If $\{ u_1,...,u_n\}$ is a linearly independent of $U$, show that $\{ T(u_1), ..., T(u_n)\}$ is linearly independent

Question

My Professor gives us a homework that contains this question:

Let $U$ and $V$ be a vector spaces on a field $F$, and let $T:U \to V$ be a linear transformation on $F$.

If $\{ u_1,...,u_n\}$ is a linearly independent of $U$, show that $\{ T(u_1), ..., T(u_n)\}$ is linearly independent.

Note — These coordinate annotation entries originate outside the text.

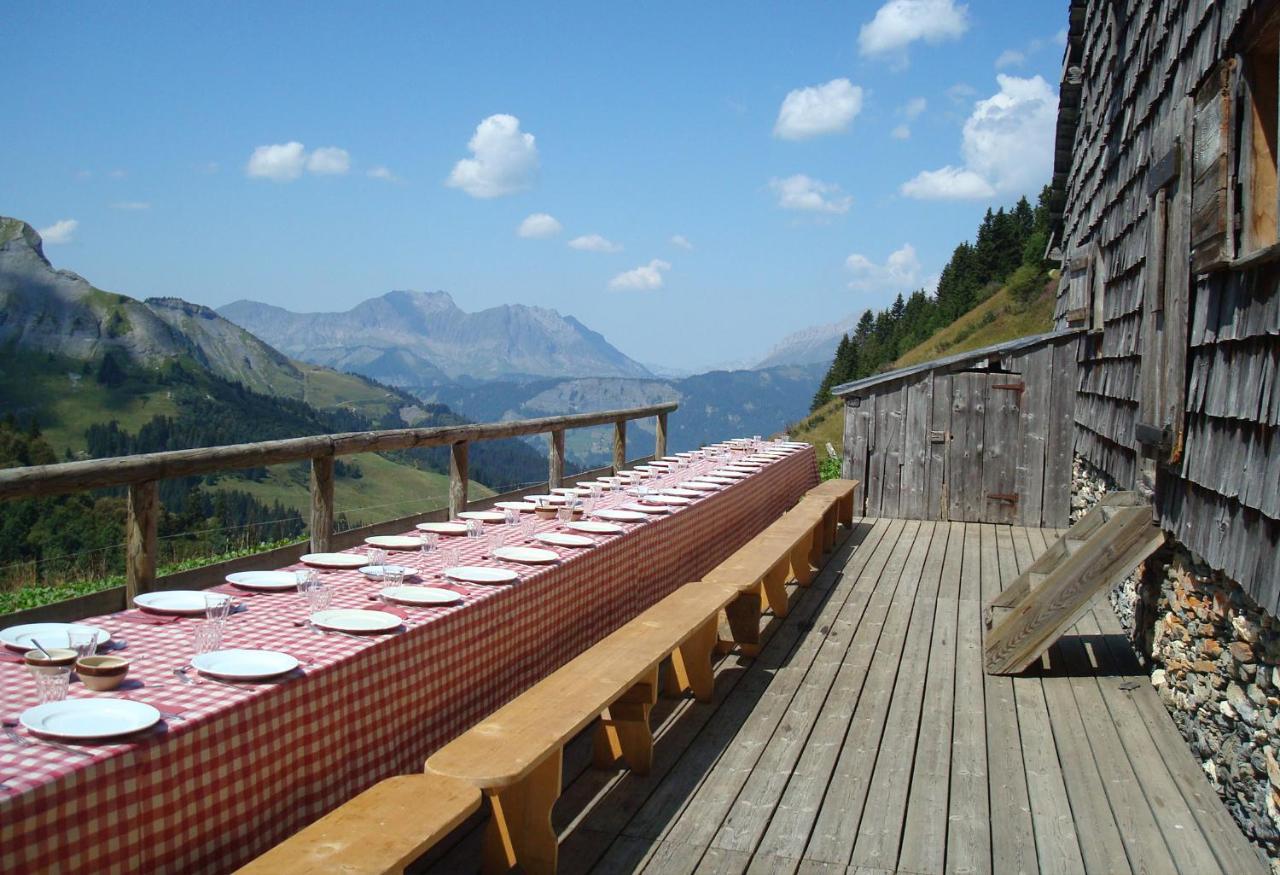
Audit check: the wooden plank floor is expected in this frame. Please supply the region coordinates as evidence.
[426,519,1267,875]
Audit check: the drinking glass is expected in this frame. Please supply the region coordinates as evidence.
[205,592,232,623]
[65,629,97,660]
[28,665,72,705]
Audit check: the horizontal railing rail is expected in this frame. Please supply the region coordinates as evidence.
[0,402,678,608]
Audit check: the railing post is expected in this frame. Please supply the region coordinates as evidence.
[124,480,160,604]
[547,429,564,489]
[311,455,333,553]
[449,440,467,519]
[613,420,627,473]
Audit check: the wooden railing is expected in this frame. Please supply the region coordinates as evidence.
[0,403,677,624]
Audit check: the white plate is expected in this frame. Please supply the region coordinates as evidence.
[415,523,467,535]
[311,608,401,632]
[591,509,648,526]
[300,553,369,568]
[444,565,520,583]
[566,514,623,535]
[365,535,422,550]
[133,590,218,614]
[640,495,694,507]
[227,572,298,592]
[534,532,595,548]
[0,621,111,651]
[360,563,413,581]
[191,650,298,681]
[380,586,462,605]
[493,546,559,565]
[18,698,160,739]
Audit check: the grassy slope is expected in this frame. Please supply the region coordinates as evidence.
[790,281,1056,455]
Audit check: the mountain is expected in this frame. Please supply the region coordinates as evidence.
[219,292,650,386]
[755,310,858,368]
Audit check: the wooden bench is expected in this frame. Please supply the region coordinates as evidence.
[239,774,480,875]
[426,583,737,874]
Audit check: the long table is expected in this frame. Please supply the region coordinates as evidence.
[0,449,818,872]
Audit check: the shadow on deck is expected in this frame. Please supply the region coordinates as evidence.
[424,519,1267,875]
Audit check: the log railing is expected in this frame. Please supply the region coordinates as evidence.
[0,403,677,614]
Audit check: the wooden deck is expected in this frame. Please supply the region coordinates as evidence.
[431,519,1267,875]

Is that true? I took $T:\mathbb{R}^2 \to \mathbb{R}$, such that $T((x,y))=0$ for all $(x,y) \in \mathbb{R}^2$

Then I found that $\{ (1,0),(0,1)\}$ is linearly independent in $ \mathbb{R}^2$, but $\{T(1,0)=0,T(0,1)=0\}$ is not linearly independent in $\mathbb{R}$ ?

What do you think?

Answer 1

Your example is a valid counterexample to the claim. So, this is not true without additional hypotheses on the linear transformation $T$. If you assume, for instance, that $T$ is injective, then the claim is indeed true. Or, as @ThomasAndrews says in the comments under the question, perhaps you meant to claim that if $T(u_1),\dots,T(u_n)$ are linearly independent, then $u_1,\dots,u_n$ are linearly independent.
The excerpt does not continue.